We extract the stations object using SplitJson processor
Finally we use the PutHBaseJson processor we ingest the data to the destination HBase Table created above. Notice that I am trying to randomly assign row identifier so that eventually I get multiple rows versions for the same identifier
The PutHBaseJson processor uses the HBase Client Controller Servicer to connect to HBase using Kerberos credentials.
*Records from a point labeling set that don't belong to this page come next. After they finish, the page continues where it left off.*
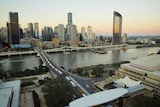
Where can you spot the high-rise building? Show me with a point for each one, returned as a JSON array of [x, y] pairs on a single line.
[[117, 28], [71, 30], [61, 31], [125, 38], [4, 34], [73, 33], [30, 30], [70, 18], [83, 33], [90, 34], [36, 30], [13, 29]]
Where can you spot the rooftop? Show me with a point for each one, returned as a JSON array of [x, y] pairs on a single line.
[[127, 82], [98, 98], [15, 86], [149, 63]]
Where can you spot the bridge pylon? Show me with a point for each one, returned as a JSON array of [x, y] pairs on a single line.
[[43, 64], [38, 54]]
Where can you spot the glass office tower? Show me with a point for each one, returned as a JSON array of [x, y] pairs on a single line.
[[13, 29], [117, 28]]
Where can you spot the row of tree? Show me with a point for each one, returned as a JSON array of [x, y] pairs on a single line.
[[26, 72], [58, 93]]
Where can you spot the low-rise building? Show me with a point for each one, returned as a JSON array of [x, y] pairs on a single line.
[[10, 93], [146, 70]]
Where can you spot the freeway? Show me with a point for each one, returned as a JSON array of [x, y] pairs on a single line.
[[81, 85]]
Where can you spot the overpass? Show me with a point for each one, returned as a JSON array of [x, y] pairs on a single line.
[[71, 48], [79, 85]]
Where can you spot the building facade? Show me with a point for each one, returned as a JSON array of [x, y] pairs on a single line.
[[61, 32], [70, 18], [117, 28], [30, 30], [36, 30], [47, 33], [125, 38], [146, 70], [13, 29]]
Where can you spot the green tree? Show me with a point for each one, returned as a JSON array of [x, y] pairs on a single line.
[[58, 93]]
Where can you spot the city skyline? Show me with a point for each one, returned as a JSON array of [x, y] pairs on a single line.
[[139, 17]]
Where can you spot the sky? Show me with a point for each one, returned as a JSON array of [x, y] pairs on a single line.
[[140, 17]]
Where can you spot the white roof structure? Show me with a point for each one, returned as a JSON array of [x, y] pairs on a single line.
[[126, 81], [149, 63], [5, 96], [11, 86], [98, 98]]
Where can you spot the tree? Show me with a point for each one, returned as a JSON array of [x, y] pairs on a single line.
[[58, 93]]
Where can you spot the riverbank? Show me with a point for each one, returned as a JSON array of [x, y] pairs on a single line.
[[98, 70]]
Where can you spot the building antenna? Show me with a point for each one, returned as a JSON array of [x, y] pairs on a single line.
[[116, 8]]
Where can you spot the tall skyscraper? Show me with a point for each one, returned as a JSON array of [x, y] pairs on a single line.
[[13, 29], [90, 34], [71, 29], [47, 33], [36, 30], [73, 33], [83, 33], [125, 38], [61, 31], [117, 28], [70, 18], [30, 30]]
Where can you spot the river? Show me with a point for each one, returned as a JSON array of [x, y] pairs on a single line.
[[77, 59]]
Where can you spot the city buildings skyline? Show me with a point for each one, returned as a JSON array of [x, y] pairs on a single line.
[[141, 17]]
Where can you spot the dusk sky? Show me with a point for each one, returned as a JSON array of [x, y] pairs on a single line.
[[140, 17]]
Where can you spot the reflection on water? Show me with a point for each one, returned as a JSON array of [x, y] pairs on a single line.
[[74, 58]]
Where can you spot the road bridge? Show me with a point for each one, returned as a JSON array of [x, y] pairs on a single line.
[[76, 82]]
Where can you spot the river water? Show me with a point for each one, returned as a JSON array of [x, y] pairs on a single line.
[[77, 59]]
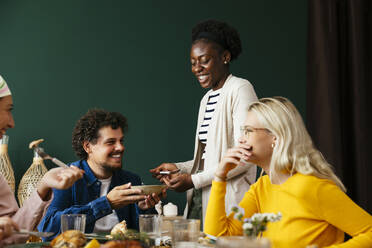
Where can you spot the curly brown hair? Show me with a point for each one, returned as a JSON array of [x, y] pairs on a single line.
[[88, 126]]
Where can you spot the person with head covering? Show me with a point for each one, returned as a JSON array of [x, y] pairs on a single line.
[[11, 216], [299, 183], [222, 111]]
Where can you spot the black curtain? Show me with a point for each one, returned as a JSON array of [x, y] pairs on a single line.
[[339, 90]]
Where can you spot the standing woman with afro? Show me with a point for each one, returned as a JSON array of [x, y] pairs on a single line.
[[222, 111]]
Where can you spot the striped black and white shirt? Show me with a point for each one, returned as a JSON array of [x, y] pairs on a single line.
[[209, 111]]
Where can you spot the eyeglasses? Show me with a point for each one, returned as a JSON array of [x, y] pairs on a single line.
[[247, 130]]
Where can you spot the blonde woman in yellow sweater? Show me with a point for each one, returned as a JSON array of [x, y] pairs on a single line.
[[299, 183]]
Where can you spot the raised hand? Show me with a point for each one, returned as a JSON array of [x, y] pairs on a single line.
[[151, 200], [123, 195], [58, 178], [163, 167]]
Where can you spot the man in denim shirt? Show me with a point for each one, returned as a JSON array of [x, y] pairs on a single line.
[[104, 194]]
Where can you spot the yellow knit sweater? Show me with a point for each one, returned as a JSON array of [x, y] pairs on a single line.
[[315, 211]]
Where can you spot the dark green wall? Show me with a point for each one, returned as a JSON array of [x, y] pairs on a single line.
[[61, 58]]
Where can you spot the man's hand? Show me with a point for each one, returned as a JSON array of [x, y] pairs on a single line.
[[7, 225], [179, 183], [58, 178], [163, 167], [151, 200], [123, 195]]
hbase(main):002:0> get 'venkataw:nycstations', 99886 , {COLUMN=> ['nycstationfam:station_id','nycstationfam:name','nycstationfam:short_name','nycstationfam:lat','nycstationfam:lon','nycstationfam:region_id','nycstationfam:capacity','nycstationfam:rental_url']}
COLUMN CELL
nycstationfam:capacity timestamp=1507322481470, value=31
nycstationfam:lat timestamp=1507322481470, value=40.71286844
nycstationfam:lon timestamp=1507322481470, value=-73.95698119
nycstationfam:name timestamp=1507322481470, value=Grand St & Havemeyer St
nycstationfam:region_id timestamp=1507322481470, value=71
nycstationfam:rental_url timestamp=1507322481470, value=http://app.citibikenyc.com/S6Lr/IBV092JufD?station_id=471
nycstationfam:short_name timestamp=1507322481470, value=5267.08
nycstationfam:station_id timestamp=1507322481470, value=471
8 row(s) in 0.0600 seconds
get 'venkataw:nycstations', 99828 , {COLUMN=> ['nycstationfam:station_id','nycstationfam:name','nycstationfam:short_name','nycstationfam:lat','nycstationfam:lon','nycstationfam:region_id','nycstationfam:capacity','nycstationfam:rental_url'],VERSIONS => 100}
{done for diff. rowids}
24 row(s) in 0.0200 seconds
16 row(s) in 0.0300 seconds
8 row(s) in 0.0310 seconds
232 row(s) in 0.1850 seconds
8 row(s) in 0.0570 seconds
152 row(s) in 0.0380 seconds
184 row(s) in 0.0420 seconds
208 row(s) in 0.1550 seconds
1 row:-
8 row(s) in 0.0050 seconds
8 row(s) in 0.0040 seconds
8 row(s) in 0.0060 seconds
all versions:-
14765 row(s) in 2.4350 seconds
14351 row(s) in 1.1620 seconds
14572 row(s) in 2.4210 seconds
In the above results
* The green rows are for the latest version reads
* The yellow rows are all version reads
Notice how latest version reads are fairly consistent and have a smaller response times.
Also notice as the number of versions (rows) increase, the response times for all-version reads keep increasing.
So based on this observation, as expected, it would seem like a query to get the latest version would consistently perform well when compared to a query which returns ‘n’ versions.